LOS ANGELES – After making animation — or at least the people who create it — the stars of the red carpet last year with “Up,” the Cannes Film Festival is going with a more traditional opening night this year.

The festival announced Friday morning that “Robin Hood,” Ridley Scott’s take on the folkloric hero, will open its annual extravaganza on the Croisette. Russell Crowe stars as the iconic character, firing arrows, tangling with the sheriff of Nottingham and generally making mischief.

The movie’s a pretty logical choice for Thierry Fremaux and the people who program Cannes: It offers a patina of seriousness, with Scott a multiple Oscar nominee, but also the media-ready glitz that the festival prefers for its opening night, with a glamorous international cast that includes Crowe, Cate Blanchett, William Hurt and Max von Sydow. And it jibes nicely with Universal’s release date for the Brian Grazer-produced film: May 14, two days after the festival opens.

How does this choice fit with past Cannes openers?

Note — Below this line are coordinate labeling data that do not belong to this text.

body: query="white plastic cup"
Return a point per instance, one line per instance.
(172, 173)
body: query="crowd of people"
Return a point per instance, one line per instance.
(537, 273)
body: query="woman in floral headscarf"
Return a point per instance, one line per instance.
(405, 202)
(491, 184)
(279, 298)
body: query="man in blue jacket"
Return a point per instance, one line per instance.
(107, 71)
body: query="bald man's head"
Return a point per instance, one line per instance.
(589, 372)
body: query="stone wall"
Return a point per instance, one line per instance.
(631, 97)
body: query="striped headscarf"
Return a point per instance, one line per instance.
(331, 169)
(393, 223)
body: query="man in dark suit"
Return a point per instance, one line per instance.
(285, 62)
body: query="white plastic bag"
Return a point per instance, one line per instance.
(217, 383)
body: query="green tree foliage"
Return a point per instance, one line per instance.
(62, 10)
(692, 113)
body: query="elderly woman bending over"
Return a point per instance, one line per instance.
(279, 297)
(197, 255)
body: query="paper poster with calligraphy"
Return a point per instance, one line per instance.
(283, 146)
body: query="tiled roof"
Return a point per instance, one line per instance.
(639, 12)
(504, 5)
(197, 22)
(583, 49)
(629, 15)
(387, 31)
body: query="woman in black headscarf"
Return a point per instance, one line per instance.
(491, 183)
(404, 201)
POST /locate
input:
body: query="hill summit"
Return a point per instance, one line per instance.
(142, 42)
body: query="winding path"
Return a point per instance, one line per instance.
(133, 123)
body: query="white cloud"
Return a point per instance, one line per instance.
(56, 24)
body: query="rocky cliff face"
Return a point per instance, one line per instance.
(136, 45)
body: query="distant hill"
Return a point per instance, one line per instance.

It marks the fifth straight year that the festival is opening with an English-language film (Dominik Moll’s French-language “Lemming” was the last time it didn’t) but the first time since “The Da Vinci Code” in 2006 that it’s going with an action movie.

Clock to stop on Fox’s ’24’

LOS ANGELES – The drama “24” won’t be ticking much longer on TV.

Fox announced Friday that its action-packed real-time show starring Kiefer Sutherland as anti-terrorism agent Jack Bauer will wind down at the end of its current eighth season on May 24.

Sutherland said in a statement that the show’s cast and crew “always wanted ’24’ to finish on a high note, so the decision to make the eighth season our last was one we all agreed upon.” He also said he was looking forward to creating a film version of “24.”

The show has received 68 Emmy nominations, winning for outstanding drama series and for Sutherland as lead drama actor in 2006.

“This has been the role of a lifetime, and I will never be able to fully express my appreciation to everyone who made it possible,” Sutherland said. “But when all is said and done, it is the loyal worldwide fan base that made it possible for me to have the experience of playing the role of Jack Bauer, and for that I am eternally grateful.”

Premiering Nov. 6, 2001, “24” used an innovative real-time, split-screen format to present fast-paced interwoven storylines. Each episode covered one hour of the season’s 24-hour story arc.

Judge won’t block ‘Jersey’

TOMS RIVER, N.J. – A New Jersey judge has again denied a request to block the release of episodes of the MTV reality series “Jersey Shore.”

State Superior Court Judge Joseph Foster rejected the request of three people who say their reputations will be damaged because they’re shown fighting with cast members.

An attorney for the three complained after a published report said MTV planned a global release of the series, which focuses on the escapades of eight 20-something Italian-Americans at a shore house.

Last month the judge denied a man’s request to block the DVD release of the show’s first season. The man says he was beaten during an episode.